= Pierre Frédéric Malevergne =

Pierre-Frederic Malevergne (or Malavergne or Malovergne; 1810, France — 1872, Russian Empire) was a French dancer who worked in Russia. All English-speaking and French-speaking sources call him Malevergne; all Russian-speaking sources call him Malavergne (Малавернь) or Malovergne (Маловернь), Пьер Фредерик Малавернь/Маловернь.

== Biography ==
His birth name is unknown, he himself preferred to be called by alias Monsieur Frédéric or Frédéric (ru: Фредерик). Of his youth nothing is known.

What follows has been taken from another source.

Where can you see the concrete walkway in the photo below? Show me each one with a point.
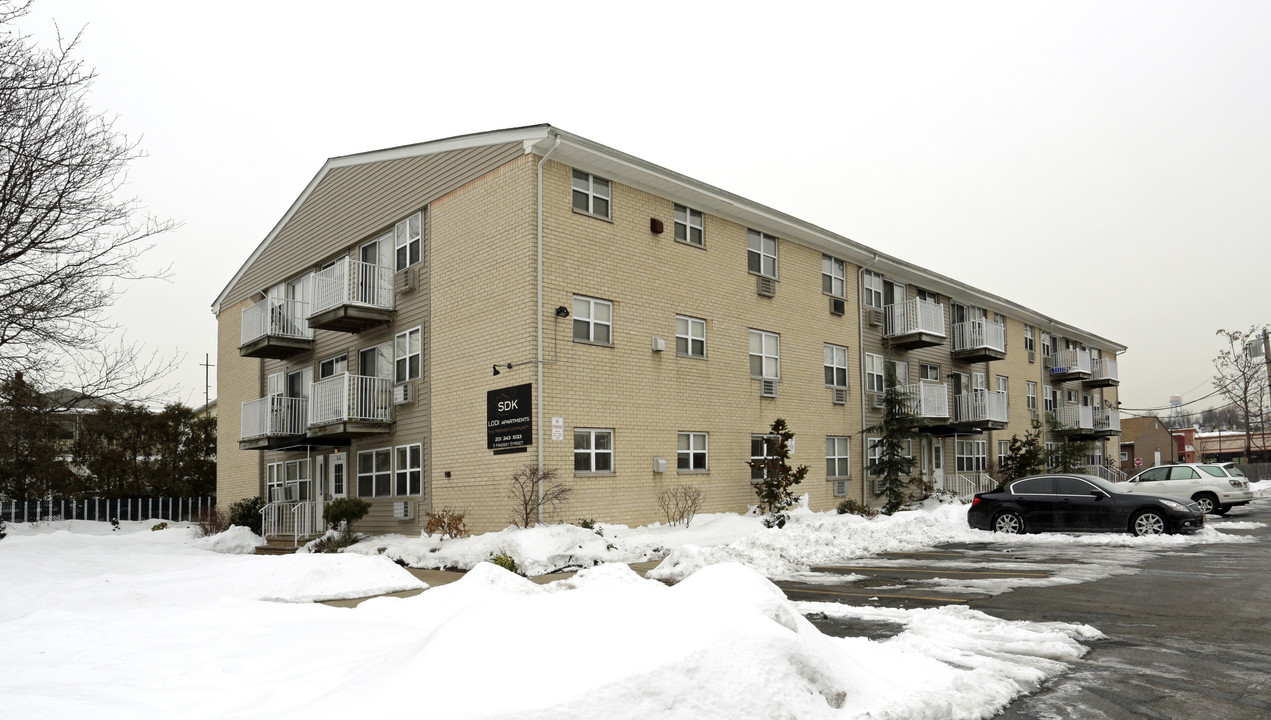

He received an invitation from the Russian Imperial troupe and arrived to Saint Petersburg in 1831.

Monsieur Frédéric became a solo performer of many parties in ballets by such choreographers as Charles Didelot and Marius Petipa, among others. He became a choreographer himself; his greatest work was Paquita together with Marius Petipa in 1847, Saint Petersburg (Bolshoi Kamenny Theatre) and 1848, Moscow (Bolshoi Theatre) with Yelena Andreyanova in the main party. Another his well-known works is Le Corsaire (1858).

Monsieur Frédéric became a dance teacher. He taught for many years. His students included Lev Ivanov and Timofei Stukolkin. In Russia, there were two Imperial troupes: in Saint Petersburg and in Moscow, he worked in both, and eventually he was transferred to Moscow. He died in 1872. Some sources attribute his death place to Moscow while other sources claim he died in Saint Petersburg.

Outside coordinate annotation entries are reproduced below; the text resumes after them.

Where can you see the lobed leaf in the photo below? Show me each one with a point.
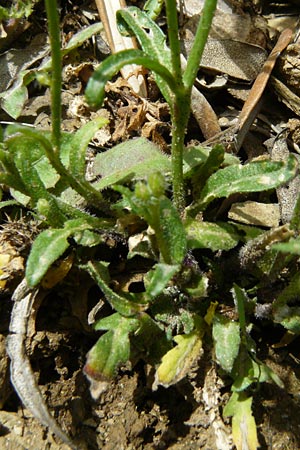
(123, 305)
(135, 158)
(47, 248)
(113, 348)
(252, 177)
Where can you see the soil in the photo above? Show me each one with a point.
(129, 415)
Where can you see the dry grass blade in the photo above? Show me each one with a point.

An historian of Russian ballet Alexander Pleshcheyev wrote (Our ballet: 1673-1899): The art of Choreography suffered a great loss in the face of the deceased in Moscow as a dance teacher in the school, old man Frederick Malovergne (ru: «Хореографическое искусство понесло большую потерю в лице скончавшегося в Москве учителя танцев в школе, старика Фредерика Маловерн»).